The Real Scandal Behind the Chemerinsky Affair
Not so fast.
Since Drake's decision to rescind the original offer to Chmerinsky was made public, the entire campus has been asking the same question, which have yet to be answered to most anyone's satisfaction: Why would a Chancellor known for his political savvy (as evidenced by his handling of the liver transplant scandal at UCI several years ago) and defense of freedom of speech (he proudly brought President Jimmy Carter to UCI last spring as a Distinguished Speaker despite vociferous opposition from the OC Jewish community), cave into pressure from California conservatives on an issue that is a bedrock of the University's mission—protecting academic freedom against any outside interference?
In a hastily arranged meeting with hundreds of concerned faculty members, the Chancellor explained that his decision to rescind his offer to Chemerinsky was both “mine alone”—that is, no outside pressure was put on him—and a “purely management” decision, one not reflective of his Chemerinsky's political views. Drake even took the unusual step of informing the audience that his own politics were as liberal as the erstwhile Dean's in support of his argument that politics played no part of his decision.
Few people present bought this explanation; and neither did Professor Chemerinsky, who told the press that Drake had told him it would be a “bloody fight” to confirm his hiring with the UC Regents because of his political views. And the Chancellor wasn't helped by his legalistic sounding answer to the question of outside pressure: “No one called me and told me to fire him.”
This is no doubt true, but it sure leaves a lot of other ways in which pressure could have been applied and the intended message gotten. And as the names of those people began to be reported in the Times and other publications—including California Chief Justice Ronald M. George, LA County Supervisor Mike Antonovich and several prominent Orange county Republicans—Drake's claim to have made a politics-free decision was further undermined.
The nail in the coffin of this explanation was Drake's statement that it wasn't Chemerinsky's views that got him into trouble, the supposedly “polarizing” tone of his arguments. But isn't vociferously arguing one's case the bedrock principle of the American adversarial legal system?
I and most of my colleagues are happy that the Chancellor and Professor Chemerinsky have worked through their differences in a manner that would allow him to accept the position without any “gag order” being imposed on his writings—stylistically as well as substantively. And while many people still want Drake to resign, I do not think that Chancellor Drake should lose his job because of this affair. As someone who works in Middle East studies, the most frequently and violently attacked of all academic fields, I can sympathize with the kind of intense pressure the Chancellor was likely under.
In fact, it is not the Chancellor with whom I'm most angry. Rather it's the dozen unnamed advisers with whom the Chancellor said he consulted in the process of reaching his decision to rescind the offer to Chemerinsky, almost none of whom—including the President of the UC System, Robert Dynes—have come forward publicly to defend him, who have the most to answer for.
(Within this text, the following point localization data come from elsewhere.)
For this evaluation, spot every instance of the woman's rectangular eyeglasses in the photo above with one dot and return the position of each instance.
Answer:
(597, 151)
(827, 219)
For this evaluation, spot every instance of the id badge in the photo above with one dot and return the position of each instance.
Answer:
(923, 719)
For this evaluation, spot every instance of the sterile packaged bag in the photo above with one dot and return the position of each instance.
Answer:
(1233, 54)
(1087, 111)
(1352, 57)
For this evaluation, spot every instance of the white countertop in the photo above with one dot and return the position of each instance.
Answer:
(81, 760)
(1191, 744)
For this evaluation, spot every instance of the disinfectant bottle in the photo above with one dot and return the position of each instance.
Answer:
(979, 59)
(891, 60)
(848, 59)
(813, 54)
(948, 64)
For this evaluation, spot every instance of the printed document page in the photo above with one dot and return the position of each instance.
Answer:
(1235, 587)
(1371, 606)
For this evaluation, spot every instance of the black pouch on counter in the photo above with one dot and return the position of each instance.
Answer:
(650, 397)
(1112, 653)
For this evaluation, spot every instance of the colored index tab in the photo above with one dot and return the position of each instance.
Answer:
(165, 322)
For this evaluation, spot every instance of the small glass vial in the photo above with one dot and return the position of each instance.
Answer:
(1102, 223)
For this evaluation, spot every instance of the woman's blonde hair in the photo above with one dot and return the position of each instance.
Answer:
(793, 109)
Every individual, including the Chancellor, is entitled to make errors in judgment. That's the point of consulting with advisers and colleagues, who can help you catch these kinds of mistakes before they come back to haunt you. Unlike President Bush (to take the most obvious example), who rarely if ever consults with anyone who might challenge his point of view, the Chancellor did his due diligence in reaching out, in his words, to a variety of senior educators and administrators before making his decision.
So here's my question: How could twelve highly intelligent senior University personnel give such stupid advice? How could thirteen leading members of the educational establishment (including the Chancellor) be so clueless as to how the firing of Chemerinsky would be viewed, both by professors, and by the conservatives who put the pressure on Drake to make this decision?
Don't these people know that there is a war going on in the trenches of academia between scholars and outside forces, made up exclusively, it needs to be stressed, by neoconservatives, who are trashing the most treasured and valuable traditions of the Western academic tradition in order to stifle opposition to their neoconservative ideology and policies? If it's not just the White House trying to silence science advisers, it's DePaul University denying tenure to a professor it acknowledges to be an excellent scholar and teacher because, like Chemerinsky, he writes in a supposedly “polarising” manner. It's Barnard and Columbia coming under vicious outside attacks because of the political views of Palestinian professors.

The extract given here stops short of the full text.